The book of Lamentations is a record of the prophet Jeremiah’s sorrow and grief over Jerusalem when it was captured and God’s people were exiled from his presence. Jeremiah’s words have often been seen as pointing to Jesus’ unique suffering on our behalf, bearing the wrath and judgment of God for our sins. We also find in Lamentations the hope of restoration through repentance and faith as we turn to God.
The central message of Lamentations is that of God’s sustaining grace in the midst of suffering. It’s a book that deals with the reality of pain, the destruction sin brings, and the certainty of God’s mercy. God draws near to his suffering saints.
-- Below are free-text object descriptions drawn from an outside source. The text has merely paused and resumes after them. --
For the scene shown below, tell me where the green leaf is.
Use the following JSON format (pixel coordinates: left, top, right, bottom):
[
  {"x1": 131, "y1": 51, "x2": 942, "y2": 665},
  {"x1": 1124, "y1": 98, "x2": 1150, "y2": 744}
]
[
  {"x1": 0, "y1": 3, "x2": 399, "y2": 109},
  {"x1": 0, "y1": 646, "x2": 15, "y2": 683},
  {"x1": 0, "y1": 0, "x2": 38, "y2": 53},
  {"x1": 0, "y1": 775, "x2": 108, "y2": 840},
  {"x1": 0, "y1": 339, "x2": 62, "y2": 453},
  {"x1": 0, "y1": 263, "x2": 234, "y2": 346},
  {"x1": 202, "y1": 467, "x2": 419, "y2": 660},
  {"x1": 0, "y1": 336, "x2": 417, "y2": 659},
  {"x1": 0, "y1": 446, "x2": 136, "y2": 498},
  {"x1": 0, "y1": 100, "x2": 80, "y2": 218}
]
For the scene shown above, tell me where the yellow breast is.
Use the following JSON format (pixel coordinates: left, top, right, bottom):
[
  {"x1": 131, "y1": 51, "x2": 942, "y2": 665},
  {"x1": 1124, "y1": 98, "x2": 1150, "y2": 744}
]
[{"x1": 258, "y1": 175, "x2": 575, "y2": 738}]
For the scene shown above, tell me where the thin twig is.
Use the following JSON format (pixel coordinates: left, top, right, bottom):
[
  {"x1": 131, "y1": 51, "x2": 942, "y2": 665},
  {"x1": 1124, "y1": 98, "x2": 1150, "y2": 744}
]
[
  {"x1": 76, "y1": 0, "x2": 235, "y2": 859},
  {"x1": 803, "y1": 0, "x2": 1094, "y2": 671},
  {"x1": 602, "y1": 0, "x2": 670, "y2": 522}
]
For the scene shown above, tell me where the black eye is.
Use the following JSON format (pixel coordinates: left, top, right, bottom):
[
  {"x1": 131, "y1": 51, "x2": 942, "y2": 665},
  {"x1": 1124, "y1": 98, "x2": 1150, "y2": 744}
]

In Jesus Christ, God has drawn closer to us than could have been imagined—he has become one of us, sharing in all that we suffer in this fallen world. Remembering him and his cross, and the glory into which he entered (and into which we too shall enter), we trustingly submit to him and his fatherly governance of our lives with hope. Lamentations is a book of mourning, where we see the terrible aftermath of our rebellion against God, yet also find hope and healing.
Lent provides us a specific “appointed time” where we can tell God we hurt. We can come clean over failed relationships, broken promises, selfish greed, destructive pride, the times we have failed to love and cherish God and others. It is in confessing that we join with others before God in need of his renewal and his healing. Lament opens us up to not only healing but renewal.
We don’t do lament very well and we want to learn the language of biblical lament. The Holy Spirit works the even in the hells of our own making and brings renewal through the Messiah’s lament and work on the Cross.